Yet, it’s in its reverence to reality that Spotlight faces its biggest challenge. Given the Church’s power and influence, the film is oddly lacking in overt obstacles in the way of the Spotlight team. Yes, the investigation takes a long time and there’s the occasional threateningly non-threatening message or visit from the diocese and its supporters, but the eventual publishing of the story never feels in particular danger. In fact, the biggest setback is entirely unrelated to Catholics – the 9/11 attacks completely overshadowing any other kind of news and forcing the Globe to put its own terrifying discoveries on the backburner while the country recovered.
This faith in the power of the story also shows in the decidedly inconspicuous visuals. McCarthy and cinematographer Masanobu Takayanagi allow themselves very few flourishes, though their refusal to imply the city-wide scale of the problem with a bunch of landmark shots of Boston is highly admirable. Luckily, the procedure of getting the story to the page is engaging enough to hold your interest, and any triumph the investigative team enjoys is hugely cathartic after watching an entire city allow the skin-crawling transgressions of almost 90 priests to go unchallenged. Johnny Depp vehicle Black Mass is 2015’s other notable Boston-set true story Oscar challenger, and Spotlight’s opening scene features a church representative and a backroom deal so shady that it would easily feel of a piece with anything done by Whitey Bulger’s Winter Hill Gang.

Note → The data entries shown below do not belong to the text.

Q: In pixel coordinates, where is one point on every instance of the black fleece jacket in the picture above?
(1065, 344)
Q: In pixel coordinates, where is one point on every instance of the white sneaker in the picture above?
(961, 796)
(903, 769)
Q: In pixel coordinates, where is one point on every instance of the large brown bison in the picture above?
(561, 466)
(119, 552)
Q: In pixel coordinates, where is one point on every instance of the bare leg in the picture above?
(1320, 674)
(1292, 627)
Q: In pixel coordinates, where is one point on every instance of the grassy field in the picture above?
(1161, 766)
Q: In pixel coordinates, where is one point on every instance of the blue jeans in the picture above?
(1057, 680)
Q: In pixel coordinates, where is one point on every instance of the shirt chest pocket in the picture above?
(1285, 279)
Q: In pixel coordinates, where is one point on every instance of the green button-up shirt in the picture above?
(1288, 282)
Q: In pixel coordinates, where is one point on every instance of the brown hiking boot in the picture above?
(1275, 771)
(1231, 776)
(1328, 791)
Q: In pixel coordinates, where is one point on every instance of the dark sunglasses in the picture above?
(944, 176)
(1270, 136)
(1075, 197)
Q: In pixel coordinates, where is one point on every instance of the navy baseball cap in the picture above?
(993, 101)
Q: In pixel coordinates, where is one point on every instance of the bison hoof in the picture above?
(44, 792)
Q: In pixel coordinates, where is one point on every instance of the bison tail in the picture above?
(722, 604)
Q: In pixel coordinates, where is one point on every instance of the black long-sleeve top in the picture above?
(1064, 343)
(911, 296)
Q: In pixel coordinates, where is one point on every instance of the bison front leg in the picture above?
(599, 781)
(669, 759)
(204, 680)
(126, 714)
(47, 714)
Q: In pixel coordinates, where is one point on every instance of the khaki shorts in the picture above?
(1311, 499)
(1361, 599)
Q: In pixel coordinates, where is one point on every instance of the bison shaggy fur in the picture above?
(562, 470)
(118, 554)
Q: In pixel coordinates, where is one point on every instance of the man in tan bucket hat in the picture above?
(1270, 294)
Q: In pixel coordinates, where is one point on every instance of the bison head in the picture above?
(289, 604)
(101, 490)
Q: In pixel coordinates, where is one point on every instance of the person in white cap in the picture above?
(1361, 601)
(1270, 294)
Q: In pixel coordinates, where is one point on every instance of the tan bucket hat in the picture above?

Every now and then, you may yourself wishing that Spotlight had taken a more explicitly ‘cinematic’ approach to its subject matter, but the eventual payoff would be far less powerful without the dogged truthfulness that McCarthy places so much confidence in. Regrettably, Catholic child abuse is still a painfully relevant issue, and in balancing righteous fury against the institution with humanising the victims of its misdeeds, Spotlight becomes vital viewing.